RALEIGH (AP) — The State Board of Elections signed off today on North Carolina's election results, approving the numbers in an unusually uneventful canvass that brought no objections.
Elections board director Gary Bartlett said in an interview that officials usually expect to handle up to 10 election concerns around Canvass Day. But there were no protests raised this year, and one pending issue from Cumberland County has already been investigated by state election organizers.
"Zero issues - it doesn't get any better than that," Bartlett said.
Bartlett attributed the success, in part, to the training provided to workers and partly to luck. For example, he noted that two people running for the school district board in Nash and Edgecombe county were inadvertently left off the ballot — but they had no opposition in the race.
"As much as you train, and as much as you can be right, something can always happen," Bartlett said. "It just didn't this time, and we're thankful."

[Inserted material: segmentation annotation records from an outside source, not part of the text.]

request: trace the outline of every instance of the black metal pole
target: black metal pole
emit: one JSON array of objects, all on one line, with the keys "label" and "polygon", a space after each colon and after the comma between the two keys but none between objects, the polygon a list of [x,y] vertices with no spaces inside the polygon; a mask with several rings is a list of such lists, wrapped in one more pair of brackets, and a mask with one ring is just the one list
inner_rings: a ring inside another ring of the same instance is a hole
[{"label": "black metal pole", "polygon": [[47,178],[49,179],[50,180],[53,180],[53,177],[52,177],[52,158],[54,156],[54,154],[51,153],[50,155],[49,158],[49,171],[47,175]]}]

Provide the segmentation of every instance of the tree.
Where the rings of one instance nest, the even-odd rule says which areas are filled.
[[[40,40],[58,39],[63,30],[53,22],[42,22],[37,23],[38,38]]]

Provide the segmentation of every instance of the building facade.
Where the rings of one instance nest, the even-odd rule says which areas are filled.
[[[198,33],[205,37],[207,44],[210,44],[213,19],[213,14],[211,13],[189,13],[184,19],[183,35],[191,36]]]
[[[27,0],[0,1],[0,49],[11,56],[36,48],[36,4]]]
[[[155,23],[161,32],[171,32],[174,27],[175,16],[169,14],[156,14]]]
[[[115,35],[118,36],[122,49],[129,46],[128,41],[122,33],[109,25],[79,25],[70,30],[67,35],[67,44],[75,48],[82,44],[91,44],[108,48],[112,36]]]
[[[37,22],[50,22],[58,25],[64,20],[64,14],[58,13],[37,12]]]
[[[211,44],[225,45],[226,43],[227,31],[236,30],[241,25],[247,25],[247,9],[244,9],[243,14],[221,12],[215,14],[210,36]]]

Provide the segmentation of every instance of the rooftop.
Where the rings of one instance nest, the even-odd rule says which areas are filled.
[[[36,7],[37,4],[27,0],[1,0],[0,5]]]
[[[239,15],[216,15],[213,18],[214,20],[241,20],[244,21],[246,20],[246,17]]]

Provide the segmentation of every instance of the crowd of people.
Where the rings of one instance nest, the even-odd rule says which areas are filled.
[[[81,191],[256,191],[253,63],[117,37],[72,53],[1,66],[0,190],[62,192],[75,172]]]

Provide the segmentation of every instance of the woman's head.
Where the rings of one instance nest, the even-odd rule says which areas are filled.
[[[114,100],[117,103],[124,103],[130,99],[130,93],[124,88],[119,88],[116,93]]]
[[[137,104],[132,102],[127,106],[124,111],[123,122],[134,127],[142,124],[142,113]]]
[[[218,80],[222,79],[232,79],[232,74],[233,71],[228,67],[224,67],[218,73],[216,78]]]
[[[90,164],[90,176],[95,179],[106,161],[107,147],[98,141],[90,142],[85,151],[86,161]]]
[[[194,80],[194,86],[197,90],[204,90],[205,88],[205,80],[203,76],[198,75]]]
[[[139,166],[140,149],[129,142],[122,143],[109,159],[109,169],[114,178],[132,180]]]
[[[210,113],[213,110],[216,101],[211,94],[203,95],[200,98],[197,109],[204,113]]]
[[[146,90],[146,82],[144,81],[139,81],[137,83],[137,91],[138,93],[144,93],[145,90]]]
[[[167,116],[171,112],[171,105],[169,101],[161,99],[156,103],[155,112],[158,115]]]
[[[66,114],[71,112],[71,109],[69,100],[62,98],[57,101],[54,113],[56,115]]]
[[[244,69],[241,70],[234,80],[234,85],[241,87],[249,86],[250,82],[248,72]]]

This year's election had three heated races at the top of the ballot, including president-elect Barack Obama's win by a mere 14,000 votes out of 4.3 million cast. With hundreds of thousands of newly registered voters, elections observers initially raised concerns about the volume.
Another concern about a quirky state law that doesn't include the presidential race as part of a "straight ticket" vote had election workers scrambling to inform voters. A straight ticket vote allows voters to cast their ballot for all the candidates from a particular party. But numbers indicated it wasn't a problem on Election Day.
"It was very good year — particularly given the high interest and the high volume," said Bob Hall, director of the nonpartisan election watchdog Democracy North Carolina. "There was concern early on that there could be some real problems with this many people trying to vote."
Hall did have some things he wanted to improve. He'd like to address the straight-ticket option to ensure that it isn't confusing for voters. And he's interested in expanding the early voting schedule to include another weekend day. In its first presidential election year, early voting brought more than 2.4 million voters to one-stop sites — dwarfing the number of people that showed up on Election Day.
Bartlett said elections workers will work in the coming months to conduct a systemwide assessment to identify ways to continue improving and streamlining operations.